While home prices are estimated to be 3% undervalued nationally in the second quarter of this year, they are projected to align with long-term fundamentals by the first quarter of 2015, Trulia’s latest Bubble Watch report finds.
During last decade’s housing bubble, home prices soared to a level that was 39% overvalued in the first quarter of 2006, then dropped to being 15% undervalued in the fourth quarter of 2011. In the first quarter of this year, prices looked 5% undervalued, and in the second quarter of last year prices looked 8% undervalued.
“The good news for bubblephobes is that price gains are now slowing down while prices still look (slightly) undervalued,” writes Jed Kolko, chief economist for Trulia. “We’d be at greater risk of heading toward a bubble if price gains were still accelerating, but they’re not.”
Eight of the 10 most overvalued housing markets are in California, with Orange County, Los Angeles, and Riverside-San Bernardino in the top four.

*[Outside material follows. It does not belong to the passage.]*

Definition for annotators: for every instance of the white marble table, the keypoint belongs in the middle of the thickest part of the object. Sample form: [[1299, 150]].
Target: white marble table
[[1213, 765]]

However, they are not seeing the return of last decade’s bubble. These California markets are much less overvalued than they were at the height of the bubble. Orange County is just 17% overvalued now versus being 71% overvalued in the first quarter of 2006.
Among the most overvalued markets today, only Austin looks more overvalued now at 13% versus 8% in the first quarter of 2006, “and that’s because Austin, and Texas generally, avoided the worst of last decade’s bubble and bust,” Kolko says.